Estate Planning Blog Articles

Estate & Business Planning Law Firm Serving the Providence & Cranston, RI Areas

When Do I Need to Review Will?

You should take a look at your will and other estate planning documents at least every few years, unless there are reasons to do it more frequently. Some reasons to do it sooner include things like marriage, divorce, birth or adoption of a child, coming into a lot of money (i.e., inheritance, lottery win, etc.) or even moving to another state where estate laws are different from where your will was drawn up.

CNBC’s recent article entitled “When it comes to a will or estate plan, don’t just set it and forget it. You need to keep them updated” says that one of the primary considerations for a review is a life event — when there’s a major change in your life.

The pandemic has created an interest in estate planning, which includes a will and other legal documents that address end-of-life considerations. Research now shows that 18- to 34-year-olds are now more likely (by 16%) to have a will than those who are in the 35-to-54 age group. In the 25-to-40 age group, just 32% do, according to a survey. Even so, fewer than 46% of U.S. adults have a will.

If you’re among those who have a will or comprehensive estate plan, here are some things to review and why. In addition to reviewing your will in terms of who gets what, see if the person you named as executor is still a suitable choice. An executor must do things such as liquidating accounts, ensuring that your assets go to the proper beneficiaries, paying any debts not discharged (i.e., taxes owed) and selling your home.

Likewise, look at the people to whom you’ve assigned powers of attorney. If you become incapacitated at some point, the people with that authority will handle your medical and financial affairs, if you are unable. The original people you named to handle certain duties may no longer be in a position to do so.

Some assets pass outside of the will, such as retirement accounts, like a Roth IRA or 401(k)plans and life insurance proceeds. As a result, the person named as a beneficiary on those accounts will generally receive the money, regardless of what your will says. Note that 401(k) plans usually require your current spouse to be the beneficiary, unless they legally agree otherwise.

Regular bank accounts can also have beneficiaries listed on a payable-on-death form, obtained at your bank.

If you own a home, make sure to see how it should be titled, so it is given to the person (or people) you intend.

Reference: CNBC (Dec. 7, 2021) “When it comes to a will or estate plan, don’t just set it and forget it. You need to keep them updated”

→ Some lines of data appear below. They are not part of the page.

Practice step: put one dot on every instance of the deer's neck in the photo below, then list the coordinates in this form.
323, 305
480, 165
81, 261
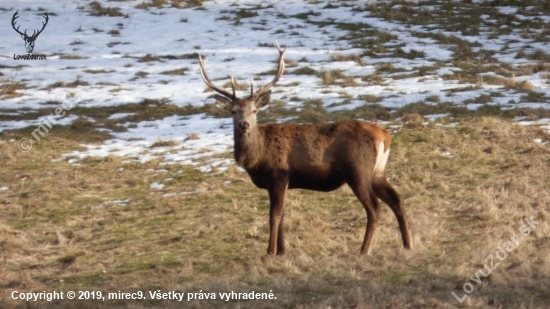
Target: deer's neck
248, 148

Is It Better to Inherit Stock or Cash?

To make an inheritance even more advantageous for heirs, it’s a good idea to streamline accounts and simplify what you own before you die, eliminating some complications during a very emotional time. The next three decades will see a massive transfer of wealth from one generation to the next, says a recent article “6 of the Best Assets to Inherit” from Kiplinger. If you might be among those leaving inheritances to loved ones, there are steps you can take to prevent emotional and even family-destroying fights resulting from problematic assets.

Cash is king of inheritance assets. It’s simplest to deal with and the value is crystal clear. If you have accounts in multiple financial institutions, consolidate cash into one account. Each bank may have different rules for distributing assets, so reducing the number of banks involved will make it easier. Just remember to stay within FDIC limits, which insures only $250,000 per bank per ownership category. Tell your children if they are going to receive a significant cash inheritance and discuss what they may want to do with it.

Cash substitutes. Proceeds from a life insurance policy are usually very cut and dried. When you pass away, the life insurance company pays beneficiaries the death benefit in cash, according to the beneficiaries named on the policy. Be sure to tell your heirs where the original policy is located. They’ll need to provide the insurance company with a death certificate and there may be a form or two involved. The proceeds are income tax free, although the death benefit itself is added to the value of your estate and might be charged estate taxes.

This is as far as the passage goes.